You’re about to send the man away, but Bisclavret says, ‘No, let him stay. He knows well enough what I plan to say, I’d imagine. ’
‘That your health is too delicate for knighthood?’ says his cousin, baldly. ‘That you should be allowed to retreat back to your mother’s estate and pretend that this never happened? That you intend to spend the next twenty-five years hiding, as you have done until now? Yes, I rather fear I do.’
Bisclavret winces. ‘You know that I . . . that I am . . . unfit for this, that however much I want it, I cannot take it.’
‘I know that as a youth you dreamed of knighthood and as a man you fight better than anyone,’ retorts his cousin.
‘This is your inheritance. I will not stand idly by while you forsake it because your courage has failed you. I beg your pardon, my lord,’ he says suddenly, as though remembering himself.
‘I should not have spoken so in front of you. It is . . . it is an old argument.’
‘So I see,’ you say, eyeing the pair of them.
You had suspected already that it was the cousin’s doing that brought Bisclavret to court, but you’d thought, briefly, that their aims were aligned.
And nothing you have seen of Bisclavret so far suggests he lacks for courage.
‘What is it you would say to me, Bisclavret?’

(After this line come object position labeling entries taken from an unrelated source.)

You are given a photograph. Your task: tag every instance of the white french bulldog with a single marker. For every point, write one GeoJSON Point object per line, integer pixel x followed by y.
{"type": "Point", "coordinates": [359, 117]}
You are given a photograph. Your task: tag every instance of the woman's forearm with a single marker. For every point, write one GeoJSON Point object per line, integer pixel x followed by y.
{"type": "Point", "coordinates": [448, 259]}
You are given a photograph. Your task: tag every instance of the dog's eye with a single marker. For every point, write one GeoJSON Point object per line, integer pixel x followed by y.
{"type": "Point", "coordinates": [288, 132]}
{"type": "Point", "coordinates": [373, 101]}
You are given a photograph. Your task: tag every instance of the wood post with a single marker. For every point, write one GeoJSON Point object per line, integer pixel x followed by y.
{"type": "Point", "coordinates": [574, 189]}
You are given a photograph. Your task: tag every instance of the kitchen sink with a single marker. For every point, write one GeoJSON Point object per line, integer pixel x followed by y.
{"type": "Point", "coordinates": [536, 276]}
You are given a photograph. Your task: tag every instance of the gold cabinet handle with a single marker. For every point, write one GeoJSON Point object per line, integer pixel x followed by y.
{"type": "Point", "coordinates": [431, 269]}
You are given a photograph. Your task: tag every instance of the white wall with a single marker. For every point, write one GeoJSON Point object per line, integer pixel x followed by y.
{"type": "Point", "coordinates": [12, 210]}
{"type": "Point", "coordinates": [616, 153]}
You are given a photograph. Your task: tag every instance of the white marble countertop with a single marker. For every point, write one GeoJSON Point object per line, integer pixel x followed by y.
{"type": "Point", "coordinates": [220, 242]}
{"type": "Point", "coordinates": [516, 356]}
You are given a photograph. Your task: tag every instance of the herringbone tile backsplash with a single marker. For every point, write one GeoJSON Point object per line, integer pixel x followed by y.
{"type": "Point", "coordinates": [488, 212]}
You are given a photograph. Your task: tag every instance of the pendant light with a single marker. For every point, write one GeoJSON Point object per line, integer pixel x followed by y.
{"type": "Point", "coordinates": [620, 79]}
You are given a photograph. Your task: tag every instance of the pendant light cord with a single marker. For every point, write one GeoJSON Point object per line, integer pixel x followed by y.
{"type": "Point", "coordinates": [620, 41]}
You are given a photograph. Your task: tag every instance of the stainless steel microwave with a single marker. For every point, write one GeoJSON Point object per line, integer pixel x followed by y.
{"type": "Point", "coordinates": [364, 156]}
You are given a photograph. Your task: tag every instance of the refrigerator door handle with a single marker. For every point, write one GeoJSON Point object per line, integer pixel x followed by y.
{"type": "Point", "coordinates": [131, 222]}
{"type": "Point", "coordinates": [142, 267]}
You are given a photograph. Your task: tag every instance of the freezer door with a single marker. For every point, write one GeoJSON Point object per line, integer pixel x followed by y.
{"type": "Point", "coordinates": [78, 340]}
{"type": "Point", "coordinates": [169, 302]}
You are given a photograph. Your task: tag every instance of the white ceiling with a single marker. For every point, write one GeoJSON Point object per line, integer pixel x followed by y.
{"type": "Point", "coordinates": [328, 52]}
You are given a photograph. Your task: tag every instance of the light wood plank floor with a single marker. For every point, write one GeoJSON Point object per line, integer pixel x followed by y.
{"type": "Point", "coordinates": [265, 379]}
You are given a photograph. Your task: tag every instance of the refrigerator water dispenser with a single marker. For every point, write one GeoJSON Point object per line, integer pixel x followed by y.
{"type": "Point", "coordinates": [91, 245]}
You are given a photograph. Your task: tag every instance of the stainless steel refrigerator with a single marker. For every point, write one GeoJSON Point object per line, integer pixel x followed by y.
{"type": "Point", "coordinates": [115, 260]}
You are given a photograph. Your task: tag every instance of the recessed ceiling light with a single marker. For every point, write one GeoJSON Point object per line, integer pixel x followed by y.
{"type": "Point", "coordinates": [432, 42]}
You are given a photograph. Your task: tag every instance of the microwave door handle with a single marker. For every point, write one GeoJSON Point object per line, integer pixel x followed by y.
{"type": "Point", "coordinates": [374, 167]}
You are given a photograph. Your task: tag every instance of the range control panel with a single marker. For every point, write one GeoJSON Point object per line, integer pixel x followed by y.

He chews on his lip for a moment. ‘Sire,’ he says at last, ‘I came here seeking my father’s place and my father’s lands, I will not deny that.
I did not expect your favour and I did not expect your attention, but I thought – hoped – that you would grant me the small boon of my inheritance.
And then, I thought, I would retreat there, to my own lands.
I . . .’ His gaze darts to you as though he anticipates an interruption, but you say nothing.
‘I will serve you, sire, in whatever capacity you ask of me; I will fight when I am needed, and train men to do likewise, but I cannot . . . I cannot stay here at the court, so far from my own home.’
His belief in his unsuitability, whatever underlies it, appears unshakeable – but you cannot understand the difficulty. ‘Is it your lands you fear for? A good steward may take care of them for the best part of the year. Of course, you’d need to travel to see them on occasion, but—’
‘It’s not that. My cousin is not wrong, when he attributes my loss of courage to my health. It isn’t as strong as it could be; it’s one of the reasons my mother never brought me to court before.’
You’d wondered; he might have come alone, if she wasn’t well enough to travel. ‘What manner of weakness ails you? My physicians . . .’
‘They cannot help me,’ he says, with a glance at his cousin. ‘I have been bled and purged and bathed and it has not helped. I have . . . I am . . . Sire, it is not madness of the true sort that troubles me, but madness it might become, amidst the noise and the crowds.’